Grâce à l’indice de nutrition azotée

La plateforme intègre encore les données issues de Requaferti, le module développé par Requasud en vue d’établir des conseils de fertilisation, ainsi que les recommandations du Livre Blanc. Le but ? Les combiner à l’imagerie satellitaire et aider les agriculteurs à raisonner leur fertilisation azotée. « Nous souhaitons évaluer le statut azoté de la culture et indiquer quel complément apporter et quand l’apporter », détaille Dimitri Goffart, attaché scientifique au Cra-w.

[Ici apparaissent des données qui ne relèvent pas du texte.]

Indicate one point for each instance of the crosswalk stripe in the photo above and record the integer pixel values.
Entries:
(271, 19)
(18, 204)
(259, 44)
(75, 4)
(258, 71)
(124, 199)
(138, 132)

En pratique, l’imagerie satellitaire est utilisée pour affiner le bilan azoté réalisé sur base des besoins de la culture et des apports. C’est pourquoi Belcam demande aux utilisateurs d’encoder pour chaque parcelle le précédent cultural et le type d’engrais vert (Cipan ou Sie) implanté. « L’intérêt de la télédétection, c’est d’objectiver l’information et de la compléter automatiquement. Par exemple, l’imagerie permet de mesurer plus précisément la biomasse d’un engrais vert et d’évaluer plus correctement son apport azoté. »

Dimitri Goffart : « Belcam combine  les images satellitaires, les données issues  de Requaferti et les recommandations du Livre Blanc afin d’aider les agriculteurs  à raisonner leur fertilisation azotée ».
Dimitri Goffart : « Belcam combine les images satellitaires, les données issues de Requaferti et les recommandations du Livre Blanc afin d’aider les agriculteurs à raisonner leur fertilisation azotée ». - J.V.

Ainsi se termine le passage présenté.